Cathe STS Total Body - Thoughts


STS Total Body is phase 4 in Cathe's Shock Training System which is a system about building strength, muscular endurance, and muscle definition. Where the other phases in the system work the various muscle groups across three (or four if you are counting abs) different workouts, STS Total Body aims to work the entire body in one workout.
The main part of the workout clocks in at 66 minutes long. It features a warm up, a series of trisets, an abdominal section, and a stretch.

The warm up uses a barbell to warm the muscles. I forgot about this. I don't like warming up this way - starting off with weight right away. Cathe does caution that the barbell should be light in weight. During the warm up you are doing dead lifts, barbell rows, squats, lunges, shoulder press, upright rows, and some bicep curls. The reps are maybe around 8 to 10.

The main part of the workout features tri-sets done for two sets each. A tri-set is when you do three exercises back to back before you rest. The first set, you do the exercises for 16 reps. The second set is only for 12 reps. I am thinking you are getting about a 30 second rest in between the sets but I am not for sure.

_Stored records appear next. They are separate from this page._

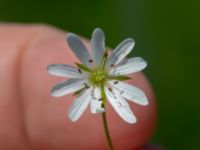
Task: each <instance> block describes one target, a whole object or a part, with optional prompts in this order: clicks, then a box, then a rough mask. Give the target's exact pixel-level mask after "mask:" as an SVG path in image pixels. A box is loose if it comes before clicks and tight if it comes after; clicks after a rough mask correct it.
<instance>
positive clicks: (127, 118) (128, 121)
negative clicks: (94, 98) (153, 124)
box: [105, 87, 137, 124]
mask: <svg viewBox="0 0 200 150" xmlns="http://www.w3.org/2000/svg"><path fill="white" fill-rule="evenodd" d="M105 93H106V96H107V98H108V101H109V102H110V104H111V105H112V107H113V108H114V109H115V111H116V112H117V113H118V114H119V116H120V117H121V118H122V119H123V120H124V121H126V122H128V123H132V124H133V123H135V122H136V121H137V119H136V117H135V116H134V114H133V112H132V110H131V108H130V106H129V104H128V102H127V101H126V100H125V99H124V98H123V97H121V96H120V95H119V94H118V93H112V92H111V91H110V90H109V89H108V87H105Z"/></svg>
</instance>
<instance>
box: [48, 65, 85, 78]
mask: <svg viewBox="0 0 200 150" xmlns="http://www.w3.org/2000/svg"><path fill="white" fill-rule="evenodd" d="M47 71H48V72H49V74H52V75H55V76H60V77H67V78H84V77H87V76H88V74H87V73H86V72H82V71H79V70H78V69H77V68H75V67H72V66H69V65H65V64H52V65H49V66H48V67H47Z"/></svg>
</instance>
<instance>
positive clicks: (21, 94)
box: [0, 25, 55, 149]
mask: <svg viewBox="0 0 200 150" xmlns="http://www.w3.org/2000/svg"><path fill="white" fill-rule="evenodd" d="M0 26H1V25H0ZM32 26H33V25H29V26H26V30H27V29H28V28H32ZM34 28H35V30H33V31H32V32H30V31H31V30H29V33H28V35H27V36H26V39H25V40H24V41H23V42H22V44H21V45H20V46H19V48H18V53H17V57H16V58H17V60H16V63H15V67H14V68H15V73H16V75H15V76H14V78H15V84H14V85H15V87H16V88H15V89H16V94H17V96H18V100H19V103H18V104H19V105H18V107H19V111H20V112H19V113H20V115H21V117H20V119H21V131H22V135H23V140H24V141H25V142H24V143H23V144H25V145H26V147H28V149H33V146H32V144H31V141H30V136H29V132H28V129H27V124H26V108H25V101H24V96H23V95H24V94H23V90H22V88H21V81H22V72H23V71H22V69H23V67H22V65H23V60H24V57H25V56H26V52H27V50H28V49H29V47H31V45H32V44H33V43H34V42H35V41H36V40H38V41H41V40H42V38H44V39H46V37H47V36H48V35H47V34H45V36H42V34H41V33H43V32H40V31H41V30H43V29H45V30H47V29H48V30H49V28H51V27H46V26H45V25H36V26H35V27H34ZM54 30H55V29H54ZM50 31H51V32H52V30H50ZM51 32H50V33H51Z"/></svg>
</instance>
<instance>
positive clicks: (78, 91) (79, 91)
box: [73, 87, 85, 96]
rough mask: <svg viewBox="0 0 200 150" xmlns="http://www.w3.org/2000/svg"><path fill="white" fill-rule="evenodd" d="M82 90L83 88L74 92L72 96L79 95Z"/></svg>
mask: <svg viewBox="0 0 200 150" xmlns="http://www.w3.org/2000/svg"><path fill="white" fill-rule="evenodd" d="M84 89H85V87H84V88H82V89H80V90H78V91H76V92H74V94H73V95H74V96H76V95H79V94H80V93H81V92H82V91H83V90H84Z"/></svg>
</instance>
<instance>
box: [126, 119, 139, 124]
mask: <svg viewBox="0 0 200 150" xmlns="http://www.w3.org/2000/svg"><path fill="white" fill-rule="evenodd" d="M125 121H126V122H127V123H130V124H135V123H136V122H137V118H132V119H130V120H125Z"/></svg>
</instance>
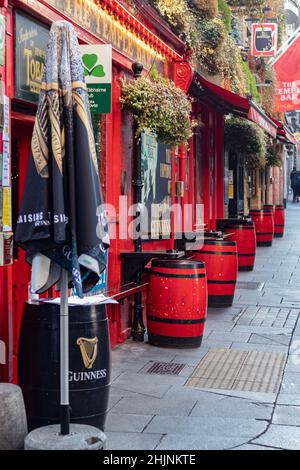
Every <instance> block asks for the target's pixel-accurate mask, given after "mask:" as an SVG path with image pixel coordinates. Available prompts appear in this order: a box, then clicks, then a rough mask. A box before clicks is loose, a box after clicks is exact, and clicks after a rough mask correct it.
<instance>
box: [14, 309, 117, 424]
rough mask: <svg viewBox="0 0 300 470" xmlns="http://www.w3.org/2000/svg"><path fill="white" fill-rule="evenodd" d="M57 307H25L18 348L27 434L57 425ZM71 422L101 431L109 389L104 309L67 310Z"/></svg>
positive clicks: (58, 378) (107, 330) (58, 393)
mask: <svg viewBox="0 0 300 470" xmlns="http://www.w3.org/2000/svg"><path fill="white" fill-rule="evenodd" d="M59 325H60V320H59V305H54V304H49V303H36V304H26V306H25V309H24V315H23V320H22V326H21V334H20V344H19V385H20V387H21V388H22V391H23V395H24V401H25V407H26V413H27V419H28V428H29V430H32V429H35V428H37V427H40V426H45V425H48V424H53V423H58V422H59V402H60V346H59V345H60V334H59V333H60V332H59V330H60V326H59ZM69 325H70V326H69V351H70V355H69V358H70V366H69V371H70V372H69V386H70V405H71V423H80V424H89V425H91V426H95V427H97V428H99V429H102V430H103V429H104V424H105V419H106V414H107V409H108V398H109V388H110V370H111V366H110V362H111V359H110V342H109V331H108V319H107V315H106V307H105V305H95V306H90V305H89V306H87V305H85V306H69Z"/></svg>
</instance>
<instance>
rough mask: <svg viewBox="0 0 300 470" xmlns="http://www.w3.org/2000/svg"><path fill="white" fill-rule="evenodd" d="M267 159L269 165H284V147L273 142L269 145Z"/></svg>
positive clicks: (268, 164) (267, 151) (267, 164)
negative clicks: (283, 152) (283, 155)
mask: <svg viewBox="0 0 300 470" xmlns="http://www.w3.org/2000/svg"><path fill="white" fill-rule="evenodd" d="M266 160H267V165H268V166H281V165H282V147H281V146H280V145H274V144H272V143H271V142H269V143H268V145H267V154H266Z"/></svg>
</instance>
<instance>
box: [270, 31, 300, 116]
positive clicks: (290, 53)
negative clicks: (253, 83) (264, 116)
mask: <svg viewBox="0 0 300 470" xmlns="http://www.w3.org/2000/svg"><path fill="white" fill-rule="evenodd" d="M274 70H275V73H276V111H277V112H287V111H293V110H297V109H300V35H298V36H297V38H296V39H295V40H294V41H293V42H292V43H291V45H290V46H289V47H288V48H287V49H286V50H285V51H284V52H283V53H282V54H281V55H280V56H279V57H278V58H277V59H276V61H275V62H274Z"/></svg>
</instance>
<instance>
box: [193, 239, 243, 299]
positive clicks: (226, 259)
mask: <svg viewBox="0 0 300 470" xmlns="http://www.w3.org/2000/svg"><path fill="white" fill-rule="evenodd" d="M195 259H197V260H201V261H204V263H205V266H206V274H207V287H208V306H209V307H231V305H232V304H233V298H234V293H235V286H236V280H237V274H238V259H237V248H236V243H235V242H231V241H223V240H206V241H204V244H203V248H202V249H201V250H200V251H196V252H195Z"/></svg>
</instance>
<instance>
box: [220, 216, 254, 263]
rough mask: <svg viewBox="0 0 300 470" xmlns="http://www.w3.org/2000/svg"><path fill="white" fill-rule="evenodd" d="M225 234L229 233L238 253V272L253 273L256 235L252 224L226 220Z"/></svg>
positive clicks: (237, 221) (231, 240)
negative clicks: (226, 221) (225, 233)
mask: <svg viewBox="0 0 300 470" xmlns="http://www.w3.org/2000/svg"><path fill="white" fill-rule="evenodd" d="M224 231H225V233H231V234H232V236H231V237H230V240H231V241H235V242H236V245H237V252H238V267H239V271H253V269H254V263H255V255H256V233H255V226H254V223H253V222H251V221H247V220H241V221H238V220H233V221H232V222H231V221H230V220H228V222H227V224H226V228H225V229H224Z"/></svg>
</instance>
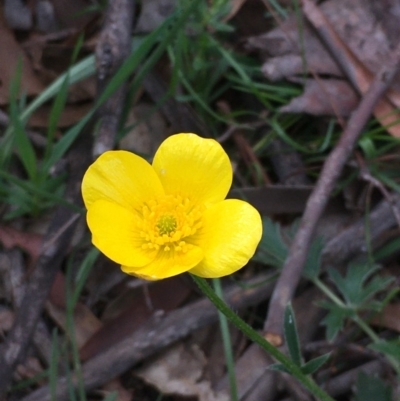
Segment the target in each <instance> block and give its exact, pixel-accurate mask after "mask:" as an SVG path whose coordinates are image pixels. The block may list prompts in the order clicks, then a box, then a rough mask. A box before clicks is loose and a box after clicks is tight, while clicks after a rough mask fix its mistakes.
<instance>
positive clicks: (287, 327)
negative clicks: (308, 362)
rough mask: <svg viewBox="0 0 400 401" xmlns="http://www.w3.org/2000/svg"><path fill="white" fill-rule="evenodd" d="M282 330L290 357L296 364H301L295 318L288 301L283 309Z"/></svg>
mask: <svg viewBox="0 0 400 401" xmlns="http://www.w3.org/2000/svg"><path fill="white" fill-rule="evenodd" d="M283 330H284V334H285V339H286V344H287V347H288V349H289V354H290V357H291V358H292V361H293V362H294V363H295V364H296V365H297V366H301V364H302V358H301V352H300V342H299V335H298V333H297V327H296V319H295V316H294V312H293V308H292V305H291V304H290V303H289V304H288V305H287V307H286V309H285V320H284V324H283Z"/></svg>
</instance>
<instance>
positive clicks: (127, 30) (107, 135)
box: [93, 0, 135, 157]
mask: <svg viewBox="0 0 400 401" xmlns="http://www.w3.org/2000/svg"><path fill="white" fill-rule="evenodd" d="M134 7H135V2H134V1H133V0H112V1H110V2H109V6H108V10H107V13H106V18H105V23H104V26H103V30H102V32H101V34H100V38H99V42H98V44H97V46H96V64H97V88H98V96H99V95H100V94H101V93H102V92H103V90H104V88H105V87H106V86H107V84H108V83H109V82H110V80H111V78H112V77H113V76H114V74H115V73H116V72H117V70H118V68H119V67H121V65H122V63H123V62H124V61H125V59H126V58H127V57H128V55H129V53H130V51H131V33H132V21H133V11H134ZM126 86H127V84H126V83H124V84H123V85H121V86H120V87H119V88H118V89H117V90H116V91H115V92H114V93H113V94H112V95H111V96H110V97H109V98H108V99H107V100H106V101H105V102H104V104H103V105H102V106H101V107H100V108H99V111H98V113H97V115H98V117H99V122H100V125H99V129H98V133H97V138H96V142H95V144H94V149H93V154H94V156H95V157H96V156H99V155H101V154H102V153H103V152H105V151H106V150H110V149H112V148H113V147H114V141H115V136H116V134H117V130H118V125H119V120H120V117H121V113H122V108H123V104H124V101H125V94H126Z"/></svg>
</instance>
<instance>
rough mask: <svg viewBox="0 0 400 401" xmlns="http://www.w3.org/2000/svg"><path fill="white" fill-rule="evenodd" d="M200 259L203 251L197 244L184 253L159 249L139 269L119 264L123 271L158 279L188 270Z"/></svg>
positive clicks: (187, 270)
mask: <svg viewBox="0 0 400 401" xmlns="http://www.w3.org/2000/svg"><path fill="white" fill-rule="evenodd" d="M201 259H203V251H202V250H201V249H200V248H199V247H197V246H193V247H192V248H191V249H189V250H188V251H187V252H186V253H183V252H175V251H172V250H171V251H164V250H160V251H159V252H158V254H157V257H156V258H155V259H154V260H153V261H152V262H151V263H149V264H148V265H146V266H144V267H142V268H140V269H137V268H135V267H130V266H129V265H127V264H125V265H124V266H121V269H122V271H123V272H125V273H128V274H132V275H134V276H138V277H140V278H143V279H145V280H160V279H163V278H167V277H171V276H176V275H177V274H180V273H183V272H186V271H188V270H190V269H191V268H192V267H193V266H196V265H197V264H198V263H199V262H200V261H201Z"/></svg>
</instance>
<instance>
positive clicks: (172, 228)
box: [156, 214, 177, 235]
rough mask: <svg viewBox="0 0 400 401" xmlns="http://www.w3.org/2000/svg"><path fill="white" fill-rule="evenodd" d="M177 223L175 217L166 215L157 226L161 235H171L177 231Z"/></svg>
mask: <svg viewBox="0 0 400 401" xmlns="http://www.w3.org/2000/svg"><path fill="white" fill-rule="evenodd" d="M176 226H177V222H176V218H175V217H174V216H171V215H170V214H166V215H164V216H161V217H160V218H159V219H158V221H157V224H156V227H157V228H158V231H159V233H160V235H164V234H166V235H169V234H171V233H172V232H174V231H175V230H176Z"/></svg>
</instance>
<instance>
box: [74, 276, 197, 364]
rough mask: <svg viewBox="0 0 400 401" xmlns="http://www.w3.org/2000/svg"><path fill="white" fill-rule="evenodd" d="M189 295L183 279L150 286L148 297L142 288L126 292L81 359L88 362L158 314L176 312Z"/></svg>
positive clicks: (80, 352)
mask: <svg viewBox="0 0 400 401" xmlns="http://www.w3.org/2000/svg"><path fill="white" fill-rule="evenodd" d="M144 285H148V284H147V283H145V284H144ZM189 293H190V287H189V286H188V285H187V284H186V283H185V282H184V281H183V280H182V278H181V277H172V278H170V279H168V280H162V281H157V282H154V283H151V284H150V285H149V287H148V294H146V292H145V290H144V289H143V288H135V289H131V290H130V291H129V290H127V291H125V292H123V293H122V294H121V295H120V297H118V298H117V299H116V300H115V301H114V302H113V304H112V305H110V306H109V308H108V310H107V309H106V311H105V312H104V314H103V319H104V320H103V327H102V328H101V329H100V330H99V331H98V332H96V333H95V334H94V335H93V336H92V337H91V338H90V339H89V341H88V342H87V343H86V344H85V345H84V346H83V347H82V349H81V351H80V356H81V359H82V360H87V359H88V358H91V357H93V355H95V354H97V353H99V352H101V351H103V350H104V349H106V348H109V347H110V346H111V345H113V344H115V343H117V342H119V341H120V340H122V339H123V338H124V337H126V336H127V335H129V334H131V333H132V332H133V331H134V330H136V329H138V328H139V327H140V325H142V324H143V323H144V322H145V321H147V320H148V319H149V318H150V317H151V316H152V315H153V314H154V312H155V311H160V310H161V311H170V310H173V309H175V308H176V307H177V306H179V305H180V304H181V303H182V302H183V301H184V300H185V299H186V298H187V296H188V294H189ZM110 307H111V308H110Z"/></svg>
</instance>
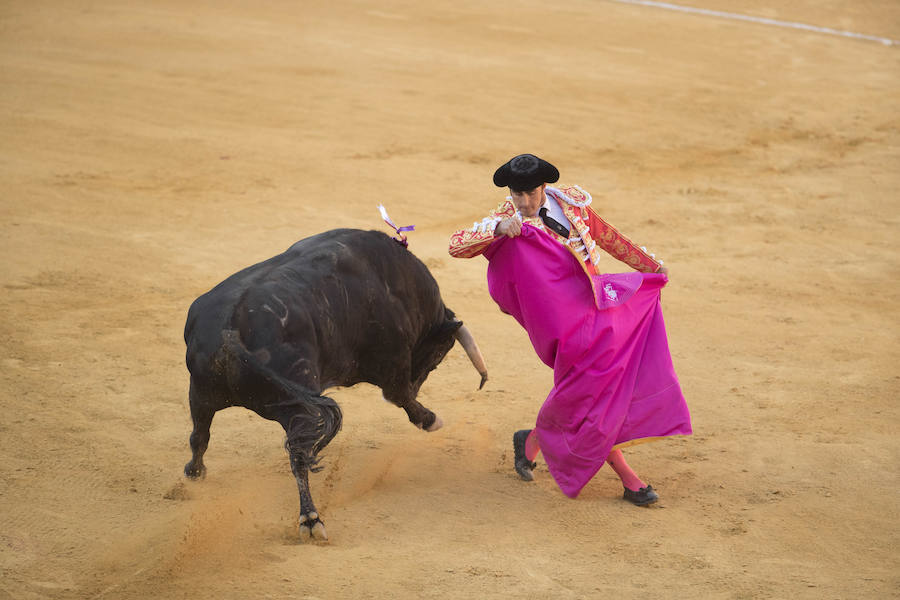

I think a nice feature would have been to add a clock counting down the rest period as was done in the other phases of the workout.

However, with that said, the workout does move at a nice steady pace. There is no rushing, just very methodical.

The main part of the workout seems to lean towards working the legs. There are three tri-sets for the legs. Shoulders has its own tri-set, but back and biceps are combine in one tri-set and chest and triceps in another. Frankly, I would have like to see more exercises for the triceps and biceps.

Now, Cathe does include extra upper body chapter points outside the main workout as add-ons but there is not a bicep chapter point. Triceps are once again work with chest in the form of dips. I would have like to see a different exercise here and in the future may swap the dip exercise with another triceps exercise.

The core section features seven different ab and back exercise. A couple of the exercises use a band and a light dumbbell.

This DVD has a great set of premixes. In fact there are 8.

1. Timesaver: Compound Only Exercises ......about 54 minutes
2. Lower Body Only....about 23 minutes
3. Upper Body Only....about 24 minutes
4. Timesaver: No Bonus Burn.......61 minutes
5. Timesaver: No Bonus Burn + No Abs..... about 52 minutes
6. Timesaver: No Abs...... about58 minutes
7. Timesaver: Compound Only + No abs....about 45 minutes
8. Timesaver: Single Sets....about 46 minutes

I really like keeping my workouts under an hour, so next time I do this workout, I will do one of the Timesaver options.

The music is okay. Mostly background. At times Cathe is moving to the beat of the music and at other times she ignores it.

I really like the backdrop that Cathe use for her set. It is suppose to be a as if you are looking out of a hotel at a beach in Hawaii. The set itself is a bit crowded with all the cast members and their equipment.

Speaking of the equipment, there is a lot but it is pretty stationary once you get it set up. I think the only real movement of the equipment is changing the position of the platform for the "one leg elevated lunges". I just use the topper to the high step for that exercise.

Equipment used - dumbbells, barbell, the Tower, gliding disc, band, club step with extra risers

3 1/2 stars

Comments

  1. I have this workout too but I haven't tried it yet. I'm working on completing STS 3, I'm surprising myself on how much I'm enjoying STS. Thanks for reviewing it. I wonder if Cathe will produce an STS total body 5 and 6 in the future or will she go back to working parts of the body.